“I feel like there is no line demarcating where I end, and a song begins,” says singer, songwriter, producer, and multi-instrumentalist Sanjna. “I see the creation process through from the conception of a song to the final production of it, allowing me to infuse my style into every element of a song.” 

The award-winning artist and Harvard junior’s music represents a polymath’s musical journey with boundless creativity that bends, blends and defies constraints across genres, cultures, technology, and academic disciplines.  

Sanjna’s songwriting shines a light on the melancholic beauty of the human experience, echoing the passion of life’s growing pains, transforming moments, lessons, and feelings into an intricate landscape, immersing listeners in a soulful symphony. She is a poetic lyricist who cleverly employs metaphor, storytelling, and scene setting to create emotionally evocative songs. Her artistic aesthetic is informed both by her technical training in jazz, pop, art song, opera, and classical Indian music, and her passion for classic rock, pop, indie, and pop-soul. Sanjna’s heartfelt and evocative vocals have garnered favorable comparisons to Adele, Norah Jones, Alicia Keys, and Dua Lipa.

Sanjna’s musical journey began when she was just three years old, humming along to Bollywood songs during long car rides. She would go on to spend her most formative years as a musician in Bangalore, India, studying South Indian classical (Carnatic) music discovering that she had perfect pitch and fine-tuning her rhythm. 

After moving back to America, Sanjna delved into jazz, pop, rock, opera, classical, electronic and world music. At 15, she earned a merit singer-songwriter scholarship to Interlochen Center For the Arts Summer Program (Jewel, Josh Groban, Norah Jones) where she formally studied singer-songwriting and production. Since then, technology, as it relates to the sonic sciences, has become an essential facet of her artistry. “I am motivated by the desire to integrate both analytical and creative processes,” she says. 

Sanjna is part of the 3.4 percent of music producers who are female. “I was also the only girl at robotics camp,” she says with a good-natured laugh. She is fluent in music production platforms such as Logic Pro X, Ableton, and Pro Tools. 

In one of her first songwriting efforts, Sanjna won first place in the high school division for National Association for Music Education (NAfME). She has also won many national and international awards for classical voice / opera, which she studied at the Manhattan School of Music’s precollege program, and for cello performance. 

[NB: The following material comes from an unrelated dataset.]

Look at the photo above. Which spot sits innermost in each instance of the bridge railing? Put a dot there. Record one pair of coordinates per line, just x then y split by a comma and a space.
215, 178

Since 2023, Sanjna has consistently been releasing music, and has a program of singles planned for 2024 and beyond. Select highlights in her catalog as of now include: “Without You,” “Rule My Mind,” “Losing A Friend,” and “Breaks Like A Heart.” Sanjna embarks on a sensory exploration igniting synesthetic experiences, painting a canvas where sound and color converge.

The urgently emotive, “Without You,” manages to be both symphonic in its lush production layers, intimate, authentic and raw in its vulnerability, conveying a sense of “hopeless hopefulness,” she says. If you listen closely you can hear the pain and anguish in the subtle, deliberate cracks in Sanjna’s vocals. 

The hauntingly beautiful “Rule My Mind,” with an infectious pop beat, showcases some of Sanjna’s deft production skills. Here, she impactfully employs textural effects and production techniques on her vocals, and she explores bold synthesizer atmospherics which intensify the impact of each note and evoke a spectrum of emotions and colors that extend beyond the auditory experience.

“Losing A Friend” is a smoldering ballad which showcases the dynamic expanse of Sanjna’s vocals and traversing of the tempo curve. The imaginatively arranged “Breaks Like A Heart” opens sparsely with voice and piano, and then slowly unfolds revealing a powerful dissonance with a heartbeat that conveys the complexities of love and loss. 

For Sanjna, balancing the rigors of a double major (Applied Math and Music) at Harvard with pursuing a career in music comes naturally. “I eat, sleep, and breathe music—it’s a 24/7 obsession,” she says. “Art is the process through which emotions find form and you render intangible thoughts tangible. The moments you can make this happen are ecstasy.”